Haskell's Beach also features a brackish marsh, a low-coastal dune system, and a Monarch butterfly roost, which has recently been destroyed by developers. Several local, state and federally listed, protected or endangered species have been observed onsite, and in areas within the vicinity of the site. These include the Monarch Butterfly, the Southwestern Pond Turtle, the California Red-Legged Frog, the Coast Horned Lizard, the Tidewater Goby, the Greenbacked Heron, the Western Snowy Plover, and the white-tailed Kite.
The site has been used for a variety of purposes, including a prominent Native American Chumash village, kelp processing, crude oil storage, oil extraction, agriculture and recreation.
In 1969 Wallover Corporation purchased the site as part of a 1143 acre holding in Tecolote Canyon. In 1975 a proposal to build 153 clustered town houses on the site was denied by the County of Santa Barbara based on inconsistencies with the County's proposed Local Coastal Plan (LCP). In 1976, the California Coastal Commission recommended that Haskell's Beach be purchased for public recreation, and zoned 1-A. Between 1977 and 1979 the State legislature appropriated $2.3 million dollars to be used by the California Department of Parks and Recreation to acquire a portion of the site for recreational purposes. The proposed purchase was abandoned in 1980 due to the owner's unwillingness to sell at the appraised value.
In 1983, Wallover Inc. and the Hyatt Corporation jointly filed an application with the County for a preliminary Development Plan and a rezone seeking approval of a 524 room destination resort. Despite the fact that the County Planning Commission denied the project in October of 1984, the request was heard on appeal and approved by the County Board of Supervisors in May of 1985. In July of 1985, the County resubmitted the Local Coastal Plan to the California Coastal Commission for certification. In its resubmittal, the County proposed redesignating Haskell's beach 'Visitor Serving Commercial' and inclusion of the site into the Goleta urban planning area.
For as long as anyone can remember, Haskell's Beach has been seen as a place where one could get away from it all, away from cars, away from traffic, away from civilization.

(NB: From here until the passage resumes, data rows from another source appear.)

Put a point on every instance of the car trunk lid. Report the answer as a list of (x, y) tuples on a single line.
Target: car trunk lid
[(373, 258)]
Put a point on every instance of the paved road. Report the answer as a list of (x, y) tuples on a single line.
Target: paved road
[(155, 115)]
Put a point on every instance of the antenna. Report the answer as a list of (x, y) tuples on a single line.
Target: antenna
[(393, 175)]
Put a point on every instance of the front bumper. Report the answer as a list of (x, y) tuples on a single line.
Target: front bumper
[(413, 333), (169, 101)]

It was a place where a lone hiker or independent surfer could find solitude, a sense of spirituality and peace. Now that is threatened by a 400 dollar a night luxury resort that has been described in County documents as "marginally economically feasible". (See Hyatt Resort and Hotel 86-DP-46 Final Development Plan/Findings and Statement of Overriding Considerations pg. 35.)
Art Florez, general manager of Pacifica Suites in Goleta, commenting on SBCR&Spa's high priced rooms/ slated to rent for $300 to $400 dollars a night, stated, "'That's going to be almost impossible' to rent the rooms. The resort will have little, if any impact on rivals." Newspress/ December 12, 1997.

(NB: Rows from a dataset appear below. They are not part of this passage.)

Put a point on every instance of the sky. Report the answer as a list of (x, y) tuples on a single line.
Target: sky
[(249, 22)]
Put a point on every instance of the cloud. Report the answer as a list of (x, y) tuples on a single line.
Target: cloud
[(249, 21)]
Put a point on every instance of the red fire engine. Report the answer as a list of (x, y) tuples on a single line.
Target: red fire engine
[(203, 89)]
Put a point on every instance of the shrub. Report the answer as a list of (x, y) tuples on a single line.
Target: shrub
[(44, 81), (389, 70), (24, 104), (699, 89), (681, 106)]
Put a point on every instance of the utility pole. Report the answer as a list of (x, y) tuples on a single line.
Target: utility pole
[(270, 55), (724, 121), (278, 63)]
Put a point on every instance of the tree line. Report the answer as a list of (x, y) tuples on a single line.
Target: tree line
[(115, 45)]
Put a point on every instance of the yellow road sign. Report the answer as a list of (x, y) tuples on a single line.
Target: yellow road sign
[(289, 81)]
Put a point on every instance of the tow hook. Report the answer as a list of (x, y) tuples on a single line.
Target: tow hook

Isolated, flanked by two oil facilities, one of which creates odors akin to rotten eggs, fronted by cold water, and plagued by globs of tar resulting from oil seepage, it is a wonder that anyone would want to build a resort on this site. While cold water and tar does little to deter surfers, will visitors to Santa Barbara really be interested in paying hundreds of dollars a night to sleep near an oil pier whose concrete pylons stand in 55 degree water?